Re: Console Journal Errors

acowl · ‎02-21-2007

Hi,

I have installed ESX 3.0.1 on 4 DL380G5 servers each with mirrored 72GB drives on the P400 controller, all the servers are giving a Journal I/O error on the console, I have rebuilt them all, I have no problems with space.

The exact error is.

EXT3-fs error (device cciss0(104,5)) in start_transaction: Journal has aborted

I also get

Error (-5) journal on device cciss0(104,5)

All the system firmware has been updated to the latest version available, the insight manager agents have been loaded/unloaded the error occours regardless of whether they are loaded or not, the console memory has been upped to 350Mb to take into account the insight agents will be loaded later, also the swap file has been increased to 1024Mb.

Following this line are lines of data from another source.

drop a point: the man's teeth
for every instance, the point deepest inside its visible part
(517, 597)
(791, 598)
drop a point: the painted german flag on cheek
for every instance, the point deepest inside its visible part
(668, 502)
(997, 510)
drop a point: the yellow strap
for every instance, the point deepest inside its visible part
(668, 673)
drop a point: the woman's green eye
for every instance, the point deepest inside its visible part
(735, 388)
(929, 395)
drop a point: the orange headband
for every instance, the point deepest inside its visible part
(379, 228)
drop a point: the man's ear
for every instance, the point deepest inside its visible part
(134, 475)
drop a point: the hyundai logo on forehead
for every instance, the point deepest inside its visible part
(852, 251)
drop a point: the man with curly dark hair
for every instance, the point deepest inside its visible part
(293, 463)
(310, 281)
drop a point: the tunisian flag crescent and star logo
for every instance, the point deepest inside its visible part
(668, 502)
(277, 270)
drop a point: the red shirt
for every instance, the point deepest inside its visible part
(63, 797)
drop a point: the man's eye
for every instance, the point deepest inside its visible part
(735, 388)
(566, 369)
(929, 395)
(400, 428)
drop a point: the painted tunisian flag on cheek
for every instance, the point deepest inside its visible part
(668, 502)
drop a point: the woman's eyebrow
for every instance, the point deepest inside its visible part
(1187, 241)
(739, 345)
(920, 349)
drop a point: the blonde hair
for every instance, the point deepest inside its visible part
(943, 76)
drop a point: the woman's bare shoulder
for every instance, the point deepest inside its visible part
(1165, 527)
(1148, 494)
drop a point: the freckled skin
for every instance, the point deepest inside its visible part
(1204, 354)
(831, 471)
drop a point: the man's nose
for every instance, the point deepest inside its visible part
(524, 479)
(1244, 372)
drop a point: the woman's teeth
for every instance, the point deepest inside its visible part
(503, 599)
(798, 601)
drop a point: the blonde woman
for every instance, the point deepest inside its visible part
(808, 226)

Any help/suggestions gratefully received.

Andy

vmako · ‎02-22-2007

We are still suffering these errors intermittently on four servers despite reinstalling ESX.

The console is logging the errors mentioned previously along with;

"journal commit I/O error"

"EXT3-fs error (device cciss0(104,5)) in start_transaction: Journal has aborted"

The problem becomes apparent when the HA agent fails on the servers and it appears that the /opt filesystem becomes read-only. Although the mount command shows /opt mounted as rw.

Can anyone shed any light on this infuriating problem?

TIA,

Dan.

Rumple · ‎02-26-2007

I've had the same problem 2 times on our ESX Servers running on IBM x366 servers. There was apparently a firmware upgrade for both the Raidserv 8i controller and the drives.

I've upgraded the firmware and hopefully don't see it again although the funniest part is that after upgrading the firmware on one server it came up and stated that 3 out of 4 drives were missing in my array (nice).

I was working with IBM and missed the prompt to get into the servRAID cd and esx freaking loaded and has been running all day.

IBM cannot explain why the serveraid manager sees only a single drive in the array running but ESX is able to load the array with no problems.

vmako · ‎02-27-2007

This is currently logged with and being investigated by HP.

acowl · ‎03-08-2007

It is still with HP!

Can anyone else shead some light on what may be wrong?

Thanks

Andy

dpomeroy · ‎04-17-2007

I have a DL580G2 that was running ESX 2.5.x fine for over a year. I just rebuilt it as ESX 3.0.1 and started having this problem.

EXT3-fs error (device cciss0(104,5)) in start_transaction: Journal has aborted

Has anyone else with this issue found any resolution?

It seems in our case it will be fine until I plug in the fiber. /var goes read only and we get the journal I/O errors.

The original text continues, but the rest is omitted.